Boston's longest-serving mayor, Thomas Michael Menino, who held the job for more than two decades until stepping aside earlier this year, has died. He was 71.
"At just after 9 a.m. this morning the Honorable Thomas M. Menino passed into eternal rest after a courageous battle with cancer. He was surrounded by his devoted wife Angela, loving family and friends," Menino spokeswoman Dot Joyce said in a statement.
Menino, who was diagnosed with cancer just a month after leaving office, "rode the support of minority communities, labor and others to election in 1993 after serving as acting mayor, ending decades of Irish domination in city politics," according to The Associated Press.
The Boston Globe called him "an old-school politician whose own smarts owed more to the streets than the college classroom."

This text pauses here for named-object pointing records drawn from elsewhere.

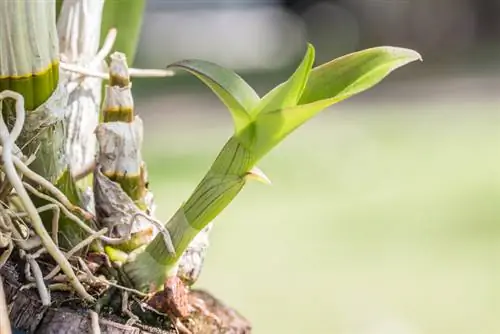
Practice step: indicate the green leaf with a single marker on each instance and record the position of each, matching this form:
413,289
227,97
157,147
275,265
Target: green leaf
126,16
288,93
231,89
354,73
328,84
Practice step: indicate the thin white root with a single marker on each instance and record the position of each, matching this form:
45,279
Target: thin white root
126,310
73,217
6,254
133,72
94,320
8,140
150,73
4,314
87,241
45,184
55,219
86,170
40,284
161,228
93,278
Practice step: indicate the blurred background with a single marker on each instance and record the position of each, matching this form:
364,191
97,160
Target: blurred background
384,213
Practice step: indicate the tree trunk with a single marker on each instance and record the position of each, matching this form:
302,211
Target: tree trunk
67,315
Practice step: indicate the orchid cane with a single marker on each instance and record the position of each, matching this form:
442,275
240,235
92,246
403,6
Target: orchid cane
260,125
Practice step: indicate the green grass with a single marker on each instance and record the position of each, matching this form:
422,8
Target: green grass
376,222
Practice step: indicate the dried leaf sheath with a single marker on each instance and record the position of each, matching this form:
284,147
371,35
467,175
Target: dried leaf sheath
29,65
79,28
120,176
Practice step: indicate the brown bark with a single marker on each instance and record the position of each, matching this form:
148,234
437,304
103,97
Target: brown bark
66,315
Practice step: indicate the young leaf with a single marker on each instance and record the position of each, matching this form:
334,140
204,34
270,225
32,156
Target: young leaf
354,73
328,84
288,93
231,89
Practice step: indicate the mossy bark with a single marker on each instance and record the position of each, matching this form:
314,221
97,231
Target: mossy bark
67,315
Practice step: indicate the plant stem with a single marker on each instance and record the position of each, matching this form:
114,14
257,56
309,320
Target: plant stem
217,189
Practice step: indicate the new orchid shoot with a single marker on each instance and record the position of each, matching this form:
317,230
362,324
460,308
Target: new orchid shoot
260,125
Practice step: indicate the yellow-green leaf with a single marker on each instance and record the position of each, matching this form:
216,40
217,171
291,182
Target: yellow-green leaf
231,89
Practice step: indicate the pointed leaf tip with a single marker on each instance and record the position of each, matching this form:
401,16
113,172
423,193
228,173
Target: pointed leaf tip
258,175
231,89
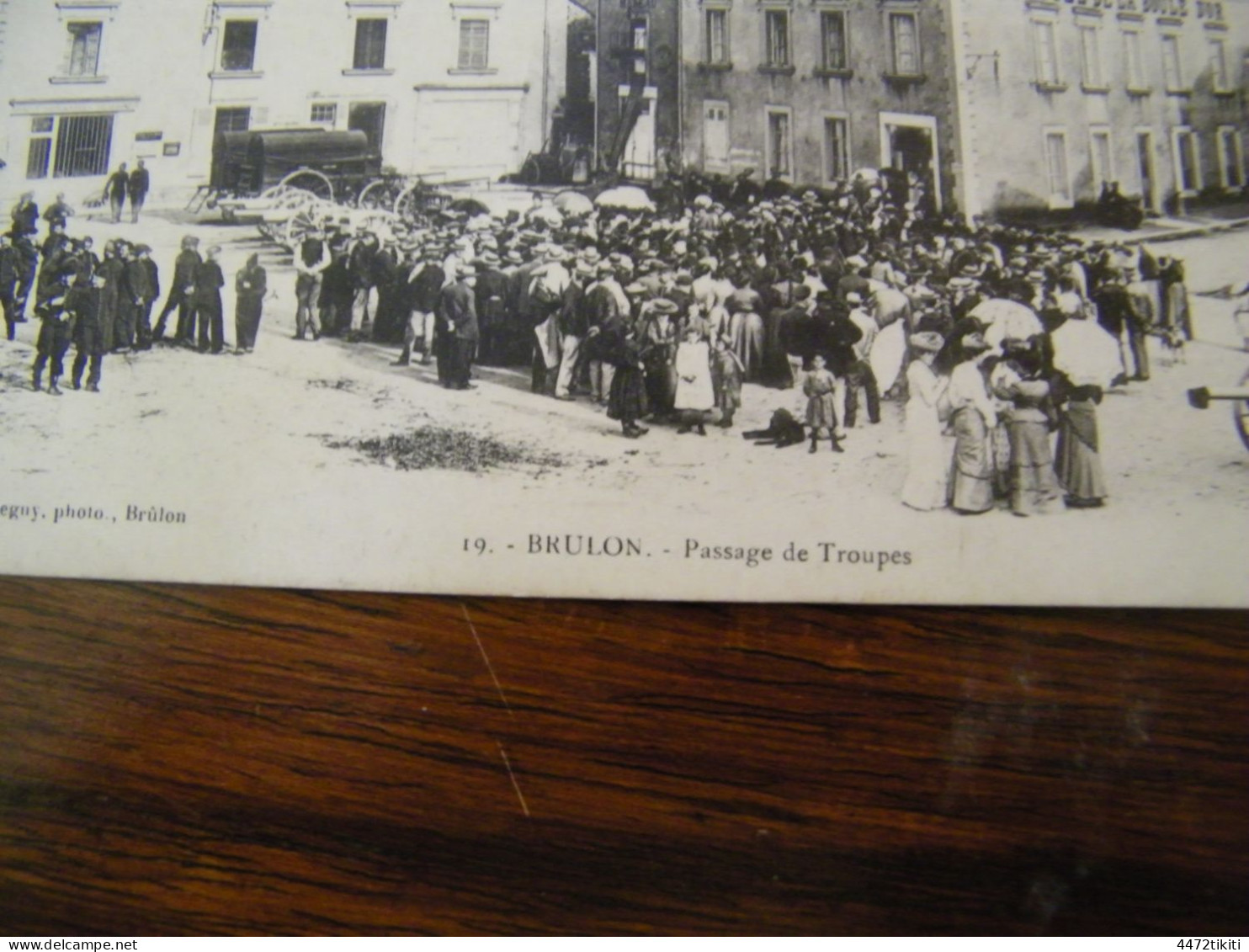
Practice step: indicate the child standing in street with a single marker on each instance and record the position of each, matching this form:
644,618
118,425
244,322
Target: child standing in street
694,392
725,375
820,385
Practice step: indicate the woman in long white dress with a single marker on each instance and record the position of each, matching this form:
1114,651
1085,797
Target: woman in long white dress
928,454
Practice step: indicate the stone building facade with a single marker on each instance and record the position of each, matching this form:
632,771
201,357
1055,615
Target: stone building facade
1058,97
460,88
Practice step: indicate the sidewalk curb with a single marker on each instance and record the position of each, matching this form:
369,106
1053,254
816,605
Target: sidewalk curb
1192,232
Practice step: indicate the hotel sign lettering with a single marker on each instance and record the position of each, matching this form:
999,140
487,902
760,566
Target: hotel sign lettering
1203,9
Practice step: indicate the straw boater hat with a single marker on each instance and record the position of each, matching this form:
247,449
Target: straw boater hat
928,341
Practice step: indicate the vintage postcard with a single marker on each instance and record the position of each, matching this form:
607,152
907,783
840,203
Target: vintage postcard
787,300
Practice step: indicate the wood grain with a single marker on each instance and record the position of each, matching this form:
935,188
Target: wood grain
180,760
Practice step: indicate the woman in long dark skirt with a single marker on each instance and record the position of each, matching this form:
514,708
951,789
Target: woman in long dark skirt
250,286
626,402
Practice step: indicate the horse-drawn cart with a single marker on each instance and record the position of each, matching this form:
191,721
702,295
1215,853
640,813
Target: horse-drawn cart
1202,397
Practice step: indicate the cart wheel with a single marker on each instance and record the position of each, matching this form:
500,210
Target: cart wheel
1241,412
311,181
380,195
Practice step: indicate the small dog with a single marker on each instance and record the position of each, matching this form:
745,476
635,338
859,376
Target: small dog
782,431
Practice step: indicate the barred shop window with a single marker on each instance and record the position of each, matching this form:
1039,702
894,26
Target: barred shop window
1045,51
370,44
777,36
82,145
84,49
231,119
474,44
39,154
835,53
1172,70
905,34
717,36
837,149
1091,56
239,46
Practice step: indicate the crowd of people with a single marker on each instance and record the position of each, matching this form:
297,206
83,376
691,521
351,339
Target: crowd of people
995,337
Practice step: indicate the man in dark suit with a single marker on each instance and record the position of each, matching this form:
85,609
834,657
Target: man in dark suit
137,186
457,330
491,293
115,191
181,293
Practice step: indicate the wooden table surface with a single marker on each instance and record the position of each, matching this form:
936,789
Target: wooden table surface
183,760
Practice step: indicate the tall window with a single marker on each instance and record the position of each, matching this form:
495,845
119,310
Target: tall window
717,36
1103,160
239,46
474,44
837,149
1220,66
1057,169
833,41
370,44
1045,51
779,145
777,36
1230,157
84,49
1188,177
1091,58
905,35
1172,72
1135,64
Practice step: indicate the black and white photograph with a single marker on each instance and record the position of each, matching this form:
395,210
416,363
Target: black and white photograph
927,301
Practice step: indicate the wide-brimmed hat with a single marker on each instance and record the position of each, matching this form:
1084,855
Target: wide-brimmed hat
975,343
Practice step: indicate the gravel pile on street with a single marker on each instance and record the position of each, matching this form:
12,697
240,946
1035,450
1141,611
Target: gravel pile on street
436,448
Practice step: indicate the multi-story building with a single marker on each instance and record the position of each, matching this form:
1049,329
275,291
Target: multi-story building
1058,97
999,105
459,87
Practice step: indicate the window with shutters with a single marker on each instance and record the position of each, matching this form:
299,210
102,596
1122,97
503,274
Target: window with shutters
1058,169
1101,157
1045,53
370,44
1188,170
474,44
84,49
1173,70
779,146
1135,62
717,38
776,35
837,149
239,46
39,152
1091,58
1220,77
833,41
905,39
1231,164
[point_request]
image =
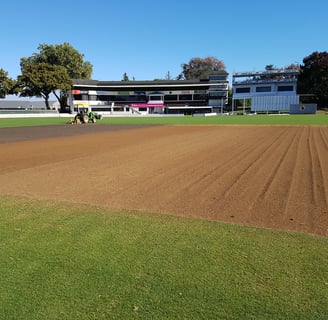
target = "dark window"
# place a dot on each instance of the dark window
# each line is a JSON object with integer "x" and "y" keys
{"x": 92, "y": 97}
{"x": 170, "y": 97}
{"x": 263, "y": 89}
{"x": 243, "y": 90}
{"x": 155, "y": 98}
{"x": 201, "y": 97}
{"x": 217, "y": 77}
{"x": 185, "y": 97}
{"x": 285, "y": 88}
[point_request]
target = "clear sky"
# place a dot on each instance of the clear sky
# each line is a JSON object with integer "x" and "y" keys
{"x": 149, "y": 38}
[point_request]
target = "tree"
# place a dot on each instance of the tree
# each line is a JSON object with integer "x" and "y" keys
{"x": 313, "y": 77}
{"x": 199, "y": 68}
{"x": 41, "y": 79}
{"x": 125, "y": 77}
{"x": 62, "y": 55}
{"x": 7, "y": 85}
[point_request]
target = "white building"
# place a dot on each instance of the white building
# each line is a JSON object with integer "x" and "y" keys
{"x": 267, "y": 91}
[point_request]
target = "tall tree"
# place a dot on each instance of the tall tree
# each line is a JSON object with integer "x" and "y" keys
{"x": 41, "y": 79}
{"x": 313, "y": 77}
{"x": 200, "y": 68}
{"x": 63, "y": 55}
{"x": 6, "y": 84}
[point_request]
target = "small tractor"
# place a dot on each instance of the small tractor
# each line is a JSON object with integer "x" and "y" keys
{"x": 84, "y": 115}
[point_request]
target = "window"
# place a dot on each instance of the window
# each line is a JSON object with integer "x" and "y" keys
{"x": 155, "y": 98}
{"x": 285, "y": 88}
{"x": 243, "y": 90}
{"x": 185, "y": 97}
{"x": 170, "y": 97}
{"x": 217, "y": 77}
{"x": 263, "y": 89}
{"x": 93, "y": 98}
{"x": 201, "y": 97}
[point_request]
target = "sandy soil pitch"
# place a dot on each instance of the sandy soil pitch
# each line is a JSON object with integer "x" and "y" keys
{"x": 267, "y": 176}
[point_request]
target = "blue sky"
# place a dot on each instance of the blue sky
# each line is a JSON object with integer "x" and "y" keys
{"x": 148, "y": 38}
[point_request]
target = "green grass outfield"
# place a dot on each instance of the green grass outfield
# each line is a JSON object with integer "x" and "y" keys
{"x": 64, "y": 261}
{"x": 318, "y": 119}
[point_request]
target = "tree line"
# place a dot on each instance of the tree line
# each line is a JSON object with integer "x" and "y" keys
{"x": 52, "y": 69}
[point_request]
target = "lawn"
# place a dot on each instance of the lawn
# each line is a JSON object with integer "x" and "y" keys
{"x": 65, "y": 261}
{"x": 318, "y": 119}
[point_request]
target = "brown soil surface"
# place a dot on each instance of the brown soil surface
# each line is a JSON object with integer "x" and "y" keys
{"x": 266, "y": 176}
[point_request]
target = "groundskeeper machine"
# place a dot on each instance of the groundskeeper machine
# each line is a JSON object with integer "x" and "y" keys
{"x": 85, "y": 115}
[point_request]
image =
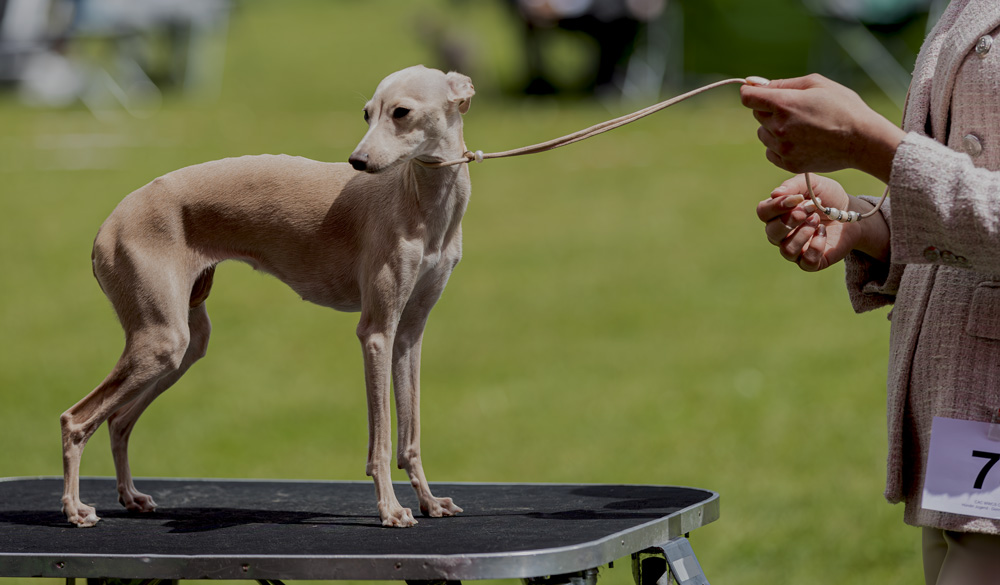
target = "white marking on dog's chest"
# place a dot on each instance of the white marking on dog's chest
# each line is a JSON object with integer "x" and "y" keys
{"x": 430, "y": 261}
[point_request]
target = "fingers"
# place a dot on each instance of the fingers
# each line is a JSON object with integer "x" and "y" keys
{"x": 799, "y": 241}
{"x": 763, "y": 97}
{"x": 811, "y": 258}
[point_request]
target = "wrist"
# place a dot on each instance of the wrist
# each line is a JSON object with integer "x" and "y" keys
{"x": 872, "y": 232}
{"x": 878, "y": 141}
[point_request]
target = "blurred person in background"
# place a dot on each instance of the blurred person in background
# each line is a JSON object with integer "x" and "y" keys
{"x": 932, "y": 251}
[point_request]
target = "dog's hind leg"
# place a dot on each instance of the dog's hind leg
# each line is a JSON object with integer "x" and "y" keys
{"x": 149, "y": 355}
{"x": 121, "y": 423}
{"x": 154, "y": 312}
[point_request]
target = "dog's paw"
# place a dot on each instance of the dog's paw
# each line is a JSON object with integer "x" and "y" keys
{"x": 399, "y": 517}
{"x": 136, "y": 501}
{"x": 82, "y": 516}
{"x": 438, "y": 507}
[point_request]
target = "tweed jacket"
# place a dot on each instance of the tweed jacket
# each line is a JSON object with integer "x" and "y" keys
{"x": 943, "y": 276}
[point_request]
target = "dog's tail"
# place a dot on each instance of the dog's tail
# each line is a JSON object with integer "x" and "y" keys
{"x": 202, "y": 286}
{"x": 93, "y": 262}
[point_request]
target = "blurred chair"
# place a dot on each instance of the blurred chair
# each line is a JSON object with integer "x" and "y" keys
{"x": 41, "y": 50}
{"x": 853, "y": 24}
{"x": 634, "y": 45}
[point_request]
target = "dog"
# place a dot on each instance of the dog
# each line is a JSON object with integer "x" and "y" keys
{"x": 380, "y": 235}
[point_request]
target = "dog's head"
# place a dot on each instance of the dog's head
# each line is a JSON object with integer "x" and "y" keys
{"x": 415, "y": 113}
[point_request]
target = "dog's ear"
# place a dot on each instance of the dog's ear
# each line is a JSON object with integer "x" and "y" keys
{"x": 460, "y": 91}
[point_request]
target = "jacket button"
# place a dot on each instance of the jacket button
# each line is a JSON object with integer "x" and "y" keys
{"x": 984, "y": 45}
{"x": 972, "y": 145}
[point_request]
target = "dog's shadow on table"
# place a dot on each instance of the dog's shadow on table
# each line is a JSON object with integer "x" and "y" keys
{"x": 194, "y": 520}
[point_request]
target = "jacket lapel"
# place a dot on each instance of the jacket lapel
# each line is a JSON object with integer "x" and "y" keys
{"x": 979, "y": 17}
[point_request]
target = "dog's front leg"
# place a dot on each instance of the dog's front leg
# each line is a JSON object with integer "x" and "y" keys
{"x": 376, "y": 342}
{"x": 406, "y": 387}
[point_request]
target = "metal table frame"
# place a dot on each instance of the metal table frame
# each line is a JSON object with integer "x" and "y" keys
{"x": 658, "y": 549}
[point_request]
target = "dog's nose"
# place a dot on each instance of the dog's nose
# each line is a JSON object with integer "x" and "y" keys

" 'Visionaries don't get things done,' he once said, crisply separating himself from politicians who gaze at distant horizons and imagine what might be. Leaving to others the lofty rhetoric of Boston as the Athens of America, he took a decidedly ground-level view of the city on a hill, earning himself a nickname for his intense focus on the nuts and bolts of everyday life: the urban mechanic."
Member station WBUR in Boston reports:
"He could be hard-nosed in pushing for what he felt was needed, including times during his last term, when he was determined to wield the power of his office, even if from a wheelchair.
"Nowhere was that more obvious than during one of the darkest weeks in Boston's history.
"On April 15, 2013, twin explosions near the finish line of the Boston Marathon claimed the lives of three people, crippled and maimed dozens more, sending scores to Boston-area hospitals, including the Brigham and Women's where Menino himself was a patient.
"Days later, after being wheeled to the podium by his son Tommy Jr., Menino valiantly stood up, joining President Obama, Gov. Deval Patrick and 2,000 other mourners at a memorial service at The Cathedral of the Holy Cross."